Eamonn Owens gives a strong performance as Francie Brady, a
loud-mouthed kid with a suicidal mother (Aisling O'Sullivan) and a
drunken father (Stephen Rea). His mother is a "bun lady" who, when she
starts baking, fills every nook and cranny of the house with sweet
buns. We see (ha ha) a half-eaten one going round and round on the
record being played on the family's turntable. His father is a trumpet
player who kicks in the television set when it does work right -
another of the story's many unoriginal ideas.
The movie is a coming-of-age picture with the demented Francie
going from one trouble to another. He's a bully with a winsome smile
but without limits to his deviant behavior. Defecating in the living
room of a woman whose house he has just trashed is one of his milder
forms of torment. Many members of my audience thought his behavior was
a laugh riot, but I never found it funny, only pathetic.
The comedy tries to be so over-the-top that I swear I could hear a
subliminal laugh track. The zany music almost demands laugher.
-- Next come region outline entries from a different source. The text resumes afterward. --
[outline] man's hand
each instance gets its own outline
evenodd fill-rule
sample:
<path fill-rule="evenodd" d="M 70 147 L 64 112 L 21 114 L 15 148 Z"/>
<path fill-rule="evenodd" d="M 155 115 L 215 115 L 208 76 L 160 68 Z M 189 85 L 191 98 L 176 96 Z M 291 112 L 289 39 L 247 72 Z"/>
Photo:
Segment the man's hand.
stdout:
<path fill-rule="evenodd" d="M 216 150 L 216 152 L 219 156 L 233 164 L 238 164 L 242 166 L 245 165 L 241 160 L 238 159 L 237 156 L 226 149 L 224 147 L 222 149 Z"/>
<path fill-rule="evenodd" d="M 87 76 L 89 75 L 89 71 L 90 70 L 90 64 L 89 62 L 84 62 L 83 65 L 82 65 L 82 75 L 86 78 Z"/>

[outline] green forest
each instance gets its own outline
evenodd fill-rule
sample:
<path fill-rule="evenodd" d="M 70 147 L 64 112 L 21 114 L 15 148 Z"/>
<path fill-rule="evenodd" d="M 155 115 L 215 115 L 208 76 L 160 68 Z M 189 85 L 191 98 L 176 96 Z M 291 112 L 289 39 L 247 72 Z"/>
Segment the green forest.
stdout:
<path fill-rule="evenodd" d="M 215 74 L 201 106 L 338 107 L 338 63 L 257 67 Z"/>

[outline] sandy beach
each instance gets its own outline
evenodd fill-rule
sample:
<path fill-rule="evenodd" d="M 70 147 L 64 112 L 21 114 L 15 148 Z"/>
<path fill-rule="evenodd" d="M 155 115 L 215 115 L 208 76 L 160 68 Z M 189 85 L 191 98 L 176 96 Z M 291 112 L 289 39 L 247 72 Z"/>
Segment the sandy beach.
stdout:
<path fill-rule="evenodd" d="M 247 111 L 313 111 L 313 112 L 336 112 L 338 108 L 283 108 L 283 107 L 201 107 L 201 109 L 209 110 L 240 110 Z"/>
Using the canonical cliche of that era, THE BUTCHER BOY, based on
Pat McCabe's book, has everyone obsessed that the Communists are going
to drop the atomic bomb on them. Typical of Jordan's utter lack of
subtlety is that he cuts from a scene of Francie trashing a neighbor's
kitchen to their television set, which shows an atomic bomb exploding.
When Francie is sent away to a religious school as punishment, he
becomes a local hero by claiming to see and talk with the Virgin Mary,
played in a holy sheen by Sinead O'Connor. Francie even begins to
believe his own con.
One good performance does not a movie make. And a comedy that
isn't funny is an oxymoron.
THE BUTCHER BOY runs too long at 1:48. It is rated R for
profanity and graphic violence and would be fine for older teenagers.